Re: Read Column Names and Extract JSON Data

I *think* I understand what you want and here is an example of how it can be achieved.....

Screen Shot 2018-03-21 at 21.39.09.png

 

The tFileInputJSON_1 retrieves the column names and is configured like this....

Screen Shot 2018-03-21 at 21.39.19.png

The tFileInputJSON_2 retrieves the data columns and is configured like this....

Screen Shot 2018-03-21 at 21.39.32.png

 

You don't need to use tFileInputJSON components for this, I just did as it made it quicker for me to try out. The logic will still work with the tExtractJSONField components.

 

Hope this helps.

Seven Stars

Re: Read Column Names and Extract JSON Data

@rhall_2_0: Thank you. This makes sense and unite the rows/column together. But, how can I use the columns to make sure that the data is inserted correctly? I mean, tomorrow, if col3 comes before col1, (same for data also), then, I want to ensure that Talend is able to read the column names and save it correctly in a DB table.

Thanks.
Sixteen Stars

Re: Read Column Names and Extract JSON Data

This problem sounds almost precisely like a problem I wrote a tutorial for a while ago. Take a look at this and see if it helps....

https://www.rilhia.com/tutorials/dynamic-column-order

Seven Stars

Re: Read Column Names and Extract JSON Data

@rhall_2_0: Thanks for sharing your article. My challenge is that twice already, a couple of columns were added, and now, as you know I am referring to each element using the array placeholder.. "[0]". So, if a column is added/ removed, I need to reconfigure the whole tExtractJsonFields structure.
Sixteen Stars

Re: Read Column Names and Extract JSON Data

Ah, I see. This is going to be tricky figuring out how you want to work with this data, but I can show you how to get the header data one header value at a time....

Screen Shot 2018-03-23 at 19.17.59.png

 

This will return your column headers one row at a time. You can get a count here and each header name.

 

To get the data you can do the following to get a "row". What this does is return the array structure one row at a time. So this essentially...

["0", null, "12345", "other"]
["1", "a", "54321", "MA"]
["0", null, "76543", "RI"]

Screen Shot 2018-03-23 at 19.18.20.png

 

You can use a bit of simple Java String manipulation to extract this data into columns.

Seven Stars

Re: Read Column Names and Extract JSON Data

@rhall_2_0: Thanks. I think this may work...

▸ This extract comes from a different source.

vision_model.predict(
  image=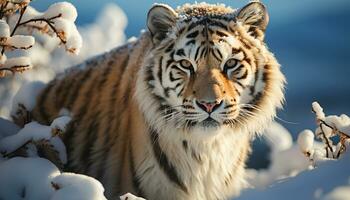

Am i correct in assuming that this will be done in tMssqlRow, slightly slower than consuming data directly via tMssqlOutput component?

Thanks.
Sixteen Stars

Re: Read Column Names and Extract JSON Data

If your data is needed inside a database then yes, you could use a tMSSqlRow to dynamically create your update statements. However, you could also use a dynamic schema if you have the Enterprise Edition. However, this will mean that you will need your database to have every column you may possibly receive in your data. Alternatively (if you want to get really dynamic) you could create dynamic DDL statements and add new columns when they appear in your JSON. In this case you would need to use the tMSSqlRow component as your DB schema would not be known.